The arrest of Huawei’s CFO in Vancouver last week is the latest volley in this mounting war. I wonder if prosecutors see it as a surgical strike, creating less collateral damage than the clampdown on ZTE last year.

I understand that the U.S. has legitimate beef with China about Iran. But I am concerned about the implications of a climate in which technology and its purveyors are increasingly seen as both targets and weapons.

By the way, Huawei is now the world’s largest system supplier to carriers. It’s almost as big as the combination of its two closest rivals — Ericsson and Nokia — and it’s the only one of the three growing this year, according to a new report from market watcher Dell’Oro Group.

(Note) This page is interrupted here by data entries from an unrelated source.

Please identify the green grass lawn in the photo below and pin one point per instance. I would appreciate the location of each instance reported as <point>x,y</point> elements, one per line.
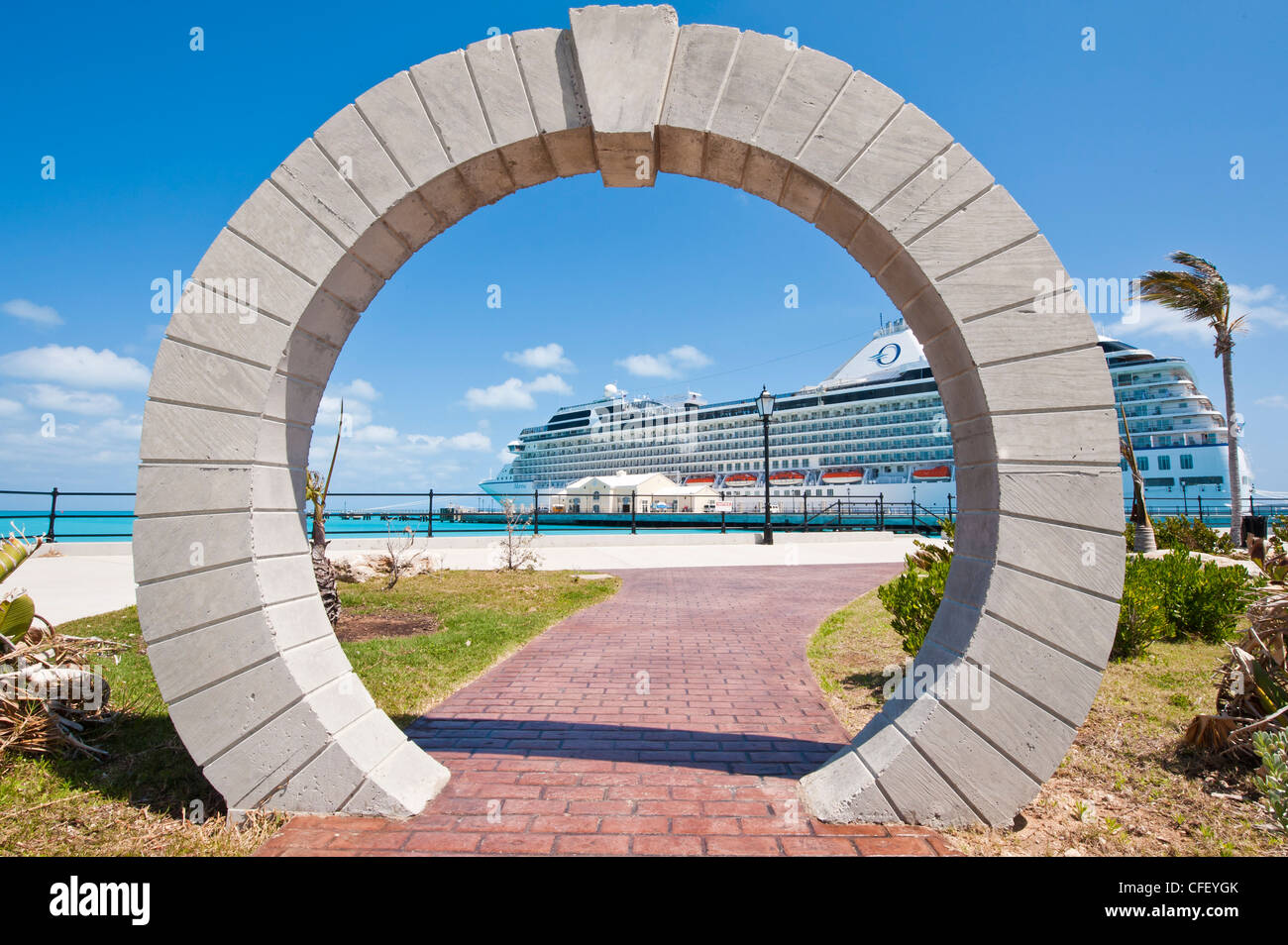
<point>141,799</point>
<point>484,617</point>
<point>1127,786</point>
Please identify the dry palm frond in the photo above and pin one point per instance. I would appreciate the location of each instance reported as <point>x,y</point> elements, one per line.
<point>52,692</point>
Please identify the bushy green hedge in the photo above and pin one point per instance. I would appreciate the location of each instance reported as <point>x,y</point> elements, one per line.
<point>1188,535</point>
<point>1192,535</point>
<point>912,600</point>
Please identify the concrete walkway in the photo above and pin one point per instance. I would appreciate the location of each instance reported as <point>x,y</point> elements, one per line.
<point>82,584</point>
<point>674,718</point>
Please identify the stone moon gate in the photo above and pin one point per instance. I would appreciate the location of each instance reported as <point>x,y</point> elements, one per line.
<point>257,682</point>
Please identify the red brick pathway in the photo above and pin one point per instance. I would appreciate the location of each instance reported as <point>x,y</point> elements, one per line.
<point>674,717</point>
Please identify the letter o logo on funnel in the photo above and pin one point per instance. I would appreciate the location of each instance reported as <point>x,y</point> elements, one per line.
<point>889,355</point>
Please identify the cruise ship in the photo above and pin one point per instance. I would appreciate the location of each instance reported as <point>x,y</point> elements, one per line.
<point>876,425</point>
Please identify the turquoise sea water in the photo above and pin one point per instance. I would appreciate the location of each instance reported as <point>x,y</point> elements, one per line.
<point>117,525</point>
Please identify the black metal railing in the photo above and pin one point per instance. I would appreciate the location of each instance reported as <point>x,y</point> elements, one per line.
<point>546,511</point>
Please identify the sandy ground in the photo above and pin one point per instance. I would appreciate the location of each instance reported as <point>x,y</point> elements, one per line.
<point>90,579</point>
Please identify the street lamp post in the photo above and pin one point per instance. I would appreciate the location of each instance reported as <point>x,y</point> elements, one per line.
<point>765,408</point>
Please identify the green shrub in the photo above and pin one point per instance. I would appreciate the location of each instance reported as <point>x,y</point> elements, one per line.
<point>1141,618</point>
<point>1279,528</point>
<point>1192,535</point>
<point>912,600</point>
<point>1273,783</point>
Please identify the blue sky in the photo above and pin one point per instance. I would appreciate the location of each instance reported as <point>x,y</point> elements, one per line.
<point>1121,155</point>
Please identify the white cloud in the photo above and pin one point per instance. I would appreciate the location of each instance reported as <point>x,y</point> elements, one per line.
<point>647,366</point>
<point>1263,305</point>
<point>668,365</point>
<point>31,312</point>
<point>81,366</point>
<point>473,441</point>
<point>356,413</point>
<point>357,389</point>
<point>549,383</point>
<point>688,356</point>
<point>116,429</point>
<point>374,433</point>
<point>507,395</point>
<point>541,358</point>
<point>51,396</point>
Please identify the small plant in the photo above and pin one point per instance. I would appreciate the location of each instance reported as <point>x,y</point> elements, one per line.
<point>1205,600</point>
<point>316,490</point>
<point>913,597</point>
<point>1273,779</point>
<point>1141,615</point>
<point>913,600</point>
<point>400,555</point>
<point>516,551</point>
<point>1192,535</point>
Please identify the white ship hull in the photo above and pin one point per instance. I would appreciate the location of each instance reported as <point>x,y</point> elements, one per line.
<point>877,425</point>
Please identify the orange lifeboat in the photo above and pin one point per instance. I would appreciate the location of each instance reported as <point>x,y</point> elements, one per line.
<point>842,476</point>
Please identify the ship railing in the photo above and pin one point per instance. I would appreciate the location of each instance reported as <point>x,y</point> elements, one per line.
<point>86,515</point>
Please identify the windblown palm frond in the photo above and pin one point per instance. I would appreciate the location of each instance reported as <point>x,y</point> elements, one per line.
<point>1201,293</point>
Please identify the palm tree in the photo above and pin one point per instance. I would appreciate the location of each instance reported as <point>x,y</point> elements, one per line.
<point>1202,295</point>
<point>1142,531</point>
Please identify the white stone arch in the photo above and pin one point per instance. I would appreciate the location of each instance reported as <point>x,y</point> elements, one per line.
<point>258,686</point>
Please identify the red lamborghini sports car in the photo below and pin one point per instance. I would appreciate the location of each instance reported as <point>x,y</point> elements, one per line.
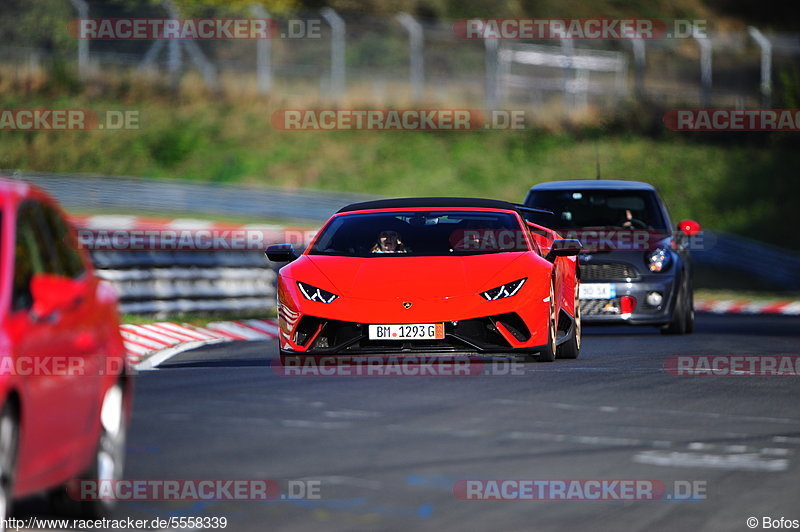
<point>430,275</point>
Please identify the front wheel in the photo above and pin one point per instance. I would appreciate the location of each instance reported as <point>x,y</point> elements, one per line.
<point>682,321</point>
<point>572,347</point>
<point>107,463</point>
<point>548,353</point>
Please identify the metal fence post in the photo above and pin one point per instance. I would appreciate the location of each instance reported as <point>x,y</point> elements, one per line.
<point>705,69</point>
<point>416,57</point>
<point>766,65</point>
<point>82,7</point>
<point>639,59</point>
<point>338,41</point>
<point>491,75</point>
<point>263,55</point>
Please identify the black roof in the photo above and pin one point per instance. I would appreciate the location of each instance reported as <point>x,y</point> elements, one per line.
<point>398,203</point>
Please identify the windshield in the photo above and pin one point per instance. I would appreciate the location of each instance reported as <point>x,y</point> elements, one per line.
<point>421,233</point>
<point>616,209</point>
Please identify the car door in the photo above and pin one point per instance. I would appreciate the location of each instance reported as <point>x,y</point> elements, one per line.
<point>53,402</point>
<point>84,320</point>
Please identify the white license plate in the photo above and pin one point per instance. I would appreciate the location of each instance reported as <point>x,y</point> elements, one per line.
<point>598,291</point>
<point>413,331</point>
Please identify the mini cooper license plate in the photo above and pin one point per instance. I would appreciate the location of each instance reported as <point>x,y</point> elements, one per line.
<point>414,331</point>
<point>597,291</point>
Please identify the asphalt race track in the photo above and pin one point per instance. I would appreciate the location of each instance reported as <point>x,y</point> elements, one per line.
<point>388,451</point>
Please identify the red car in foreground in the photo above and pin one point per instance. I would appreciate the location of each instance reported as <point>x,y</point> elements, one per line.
<point>430,275</point>
<point>63,382</point>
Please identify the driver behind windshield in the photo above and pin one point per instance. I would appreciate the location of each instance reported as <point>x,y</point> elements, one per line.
<point>389,242</point>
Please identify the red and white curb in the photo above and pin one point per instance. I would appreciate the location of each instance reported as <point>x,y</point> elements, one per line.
<point>151,344</point>
<point>786,308</point>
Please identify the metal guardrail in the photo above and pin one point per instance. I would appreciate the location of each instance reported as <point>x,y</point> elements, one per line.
<point>174,282</point>
<point>167,282</point>
<point>768,266</point>
<point>83,192</point>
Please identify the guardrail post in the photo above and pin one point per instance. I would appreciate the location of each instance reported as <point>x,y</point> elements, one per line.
<point>416,57</point>
<point>766,65</point>
<point>263,55</point>
<point>639,60</point>
<point>82,7</point>
<point>338,42</point>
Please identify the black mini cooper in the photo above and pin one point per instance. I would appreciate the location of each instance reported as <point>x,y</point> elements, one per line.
<point>633,267</point>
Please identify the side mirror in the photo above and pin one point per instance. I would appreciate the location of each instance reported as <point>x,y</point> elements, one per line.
<point>689,227</point>
<point>53,294</point>
<point>564,247</point>
<point>281,253</point>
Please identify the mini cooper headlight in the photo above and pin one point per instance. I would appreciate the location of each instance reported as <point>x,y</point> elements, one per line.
<point>658,260</point>
<point>504,290</point>
<point>312,293</point>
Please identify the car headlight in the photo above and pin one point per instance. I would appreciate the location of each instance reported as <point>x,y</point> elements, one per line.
<point>504,290</point>
<point>312,293</point>
<point>658,260</point>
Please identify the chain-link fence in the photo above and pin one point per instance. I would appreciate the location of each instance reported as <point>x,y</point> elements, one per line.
<point>322,57</point>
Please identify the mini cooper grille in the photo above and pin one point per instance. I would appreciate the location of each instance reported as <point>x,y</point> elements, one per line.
<point>607,272</point>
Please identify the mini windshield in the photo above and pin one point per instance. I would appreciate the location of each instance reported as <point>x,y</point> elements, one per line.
<point>421,233</point>
<point>608,209</point>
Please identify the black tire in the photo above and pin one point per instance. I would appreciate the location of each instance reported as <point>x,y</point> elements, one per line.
<point>678,324</point>
<point>548,353</point>
<point>572,348</point>
<point>9,442</point>
<point>107,463</point>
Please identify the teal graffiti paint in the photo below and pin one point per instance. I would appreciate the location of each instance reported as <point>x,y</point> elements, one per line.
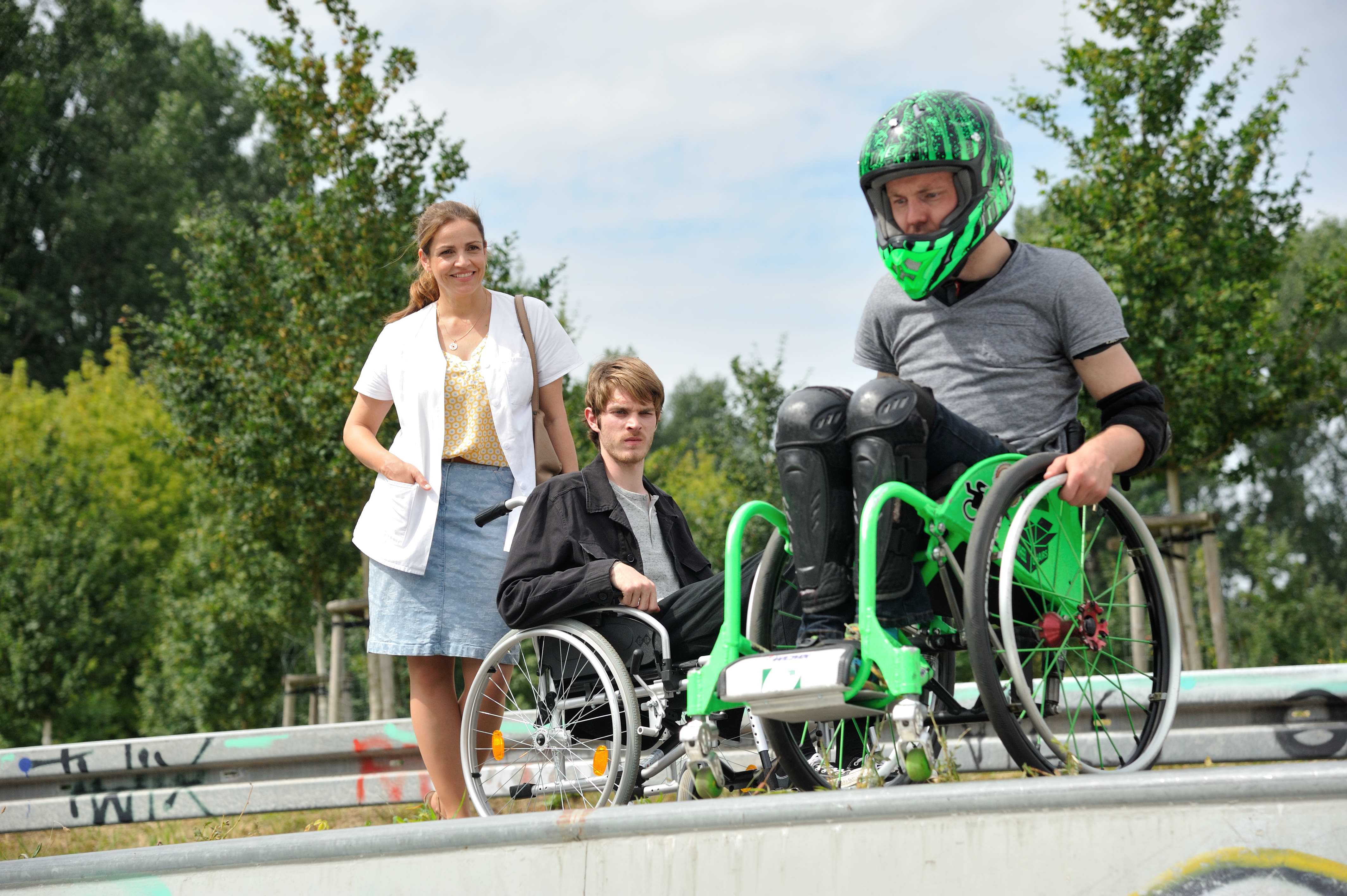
<point>395,733</point>
<point>255,742</point>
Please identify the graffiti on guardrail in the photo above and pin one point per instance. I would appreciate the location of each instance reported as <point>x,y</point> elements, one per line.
<point>1253,871</point>
<point>1295,725</point>
<point>116,804</point>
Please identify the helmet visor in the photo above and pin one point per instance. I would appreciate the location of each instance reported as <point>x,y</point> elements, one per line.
<point>887,230</point>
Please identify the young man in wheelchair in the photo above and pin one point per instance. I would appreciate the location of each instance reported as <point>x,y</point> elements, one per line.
<point>605,537</point>
<point>981,345</point>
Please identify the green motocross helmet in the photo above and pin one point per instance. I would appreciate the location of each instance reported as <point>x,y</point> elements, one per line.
<point>938,131</point>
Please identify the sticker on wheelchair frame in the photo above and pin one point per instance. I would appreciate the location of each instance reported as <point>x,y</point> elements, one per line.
<point>767,674</point>
<point>977,492</point>
<point>1034,545</point>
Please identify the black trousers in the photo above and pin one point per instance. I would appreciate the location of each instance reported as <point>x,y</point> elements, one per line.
<point>693,613</point>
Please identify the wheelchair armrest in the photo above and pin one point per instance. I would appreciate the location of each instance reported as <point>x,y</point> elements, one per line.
<point>667,659</point>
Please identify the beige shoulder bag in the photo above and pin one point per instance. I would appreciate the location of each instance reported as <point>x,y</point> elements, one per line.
<point>546,463</point>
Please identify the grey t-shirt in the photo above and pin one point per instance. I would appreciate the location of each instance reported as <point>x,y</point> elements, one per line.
<point>1000,359</point>
<point>655,557</point>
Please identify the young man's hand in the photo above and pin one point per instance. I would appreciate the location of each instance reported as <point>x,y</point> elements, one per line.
<point>638,591</point>
<point>1090,468</point>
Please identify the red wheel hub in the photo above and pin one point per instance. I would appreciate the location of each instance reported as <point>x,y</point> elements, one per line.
<point>1093,630</point>
<point>1053,630</point>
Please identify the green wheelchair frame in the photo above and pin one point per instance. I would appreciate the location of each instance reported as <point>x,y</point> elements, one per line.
<point>1051,564</point>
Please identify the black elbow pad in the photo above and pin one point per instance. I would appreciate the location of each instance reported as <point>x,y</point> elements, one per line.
<point>1143,408</point>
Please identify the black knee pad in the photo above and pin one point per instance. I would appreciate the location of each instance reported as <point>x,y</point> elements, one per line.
<point>888,425</point>
<point>814,463</point>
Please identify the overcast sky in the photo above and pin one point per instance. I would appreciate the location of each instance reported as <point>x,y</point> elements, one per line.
<point>694,162</point>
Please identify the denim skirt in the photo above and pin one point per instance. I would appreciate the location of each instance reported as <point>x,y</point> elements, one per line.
<point>450,611</point>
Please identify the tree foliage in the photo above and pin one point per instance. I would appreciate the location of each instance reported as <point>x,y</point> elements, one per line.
<point>1179,205</point>
<point>256,366</point>
<point>91,507</point>
<point>112,128</point>
<point>714,451</point>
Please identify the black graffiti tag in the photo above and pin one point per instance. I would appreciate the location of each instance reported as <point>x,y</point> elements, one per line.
<point>1288,737</point>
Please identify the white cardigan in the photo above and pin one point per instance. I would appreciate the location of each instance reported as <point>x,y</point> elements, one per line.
<point>407,366</point>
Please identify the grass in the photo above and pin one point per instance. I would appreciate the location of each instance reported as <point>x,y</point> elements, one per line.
<point>91,840</point>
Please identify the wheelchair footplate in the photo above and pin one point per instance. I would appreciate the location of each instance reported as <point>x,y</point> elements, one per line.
<point>799,686</point>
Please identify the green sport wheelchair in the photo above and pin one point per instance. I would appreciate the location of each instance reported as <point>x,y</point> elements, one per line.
<point>1066,613</point>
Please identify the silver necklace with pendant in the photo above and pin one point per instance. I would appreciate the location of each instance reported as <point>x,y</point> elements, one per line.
<point>453,345</point>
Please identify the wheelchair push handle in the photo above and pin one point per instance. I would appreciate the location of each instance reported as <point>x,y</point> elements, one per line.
<point>499,511</point>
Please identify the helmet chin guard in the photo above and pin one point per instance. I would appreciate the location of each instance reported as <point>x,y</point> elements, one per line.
<point>938,131</point>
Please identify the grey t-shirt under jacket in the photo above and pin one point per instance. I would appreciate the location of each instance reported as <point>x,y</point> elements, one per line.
<point>655,556</point>
<point>1000,359</point>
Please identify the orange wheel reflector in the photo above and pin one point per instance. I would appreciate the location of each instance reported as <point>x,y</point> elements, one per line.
<point>601,759</point>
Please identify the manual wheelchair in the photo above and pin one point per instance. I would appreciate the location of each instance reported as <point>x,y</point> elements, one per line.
<point>593,719</point>
<point>1066,615</point>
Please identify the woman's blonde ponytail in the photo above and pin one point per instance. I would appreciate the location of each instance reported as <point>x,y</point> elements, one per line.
<point>423,289</point>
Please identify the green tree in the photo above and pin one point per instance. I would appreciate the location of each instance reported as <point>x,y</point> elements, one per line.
<point>91,504</point>
<point>111,130</point>
<point>256,366</point>
<point>1178,204</point>
<point>714,451</point>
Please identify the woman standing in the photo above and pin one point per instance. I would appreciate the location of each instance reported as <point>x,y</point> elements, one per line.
<point>456,366</point>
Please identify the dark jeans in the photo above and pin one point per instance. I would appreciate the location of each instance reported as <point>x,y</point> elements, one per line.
<point>693,613</point>
<point>953,441</point>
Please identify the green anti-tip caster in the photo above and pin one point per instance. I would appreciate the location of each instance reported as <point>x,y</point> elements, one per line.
<point>919,767</point>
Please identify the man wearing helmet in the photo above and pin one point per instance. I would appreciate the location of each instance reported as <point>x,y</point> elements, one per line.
<point>981,345</point>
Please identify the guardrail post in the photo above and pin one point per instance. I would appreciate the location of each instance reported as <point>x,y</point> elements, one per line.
<point>1216,600</point>
<point>339,666</point>
<point>1183,588</point>
<point>318,706</point>
<point>376,692</point>
<point>388,684</point>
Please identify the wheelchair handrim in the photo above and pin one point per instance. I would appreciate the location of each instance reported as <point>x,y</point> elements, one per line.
<point>1011,651</point>
<point>472,708</point>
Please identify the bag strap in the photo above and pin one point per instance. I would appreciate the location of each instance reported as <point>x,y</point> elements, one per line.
<point>529,341</point>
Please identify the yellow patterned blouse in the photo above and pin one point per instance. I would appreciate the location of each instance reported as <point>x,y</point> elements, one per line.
<point>469,430</point>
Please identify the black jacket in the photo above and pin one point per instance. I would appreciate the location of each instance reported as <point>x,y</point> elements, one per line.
<point>570,534</point>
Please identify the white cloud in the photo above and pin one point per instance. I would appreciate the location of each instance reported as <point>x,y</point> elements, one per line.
<point>696,161</point>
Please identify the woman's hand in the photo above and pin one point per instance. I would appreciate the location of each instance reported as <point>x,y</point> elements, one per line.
<point>401,471</point>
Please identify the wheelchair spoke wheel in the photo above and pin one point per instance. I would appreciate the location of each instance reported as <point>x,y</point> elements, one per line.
<point>1073,628</point>
<point>830,755</point>
<point>564,735</point>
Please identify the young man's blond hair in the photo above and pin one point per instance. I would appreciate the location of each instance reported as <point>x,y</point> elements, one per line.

Likewise, I understand why the U.S. kicked off work on a new set of export restrictions. But I wonder how much effort that work will demand and how effective it will be. You can try to build a wall around advanced technology, but it will leak like a sieve.

Nationalism could become the enemy of technology development. It doesn’t have to be that way. Conversely, we could opt to share work on digging some really deep wells around curing cancer, understanding the brain, or other challenges of our common humanity.

Jeff Bier, an engineer-turned-analyst who I talked with last week, put it better than I could:

“I’m no expert in trade; I’m just an engineer. But it seems to me that the U.S. won’t win as much through restricting trade as it will with an intelligent technology development strategy.”

He added, “I’m sure that there are some things that shouldn’t be exported, but they are few and far between. We should focus instead on how we do better. Instead of keeping our stuff secret, we need to focus on moving it forward.”

China’s government seems to be doing a good job driving its tech industry forward. I applaud the DARPA ERI program in the U.S., but we could do more.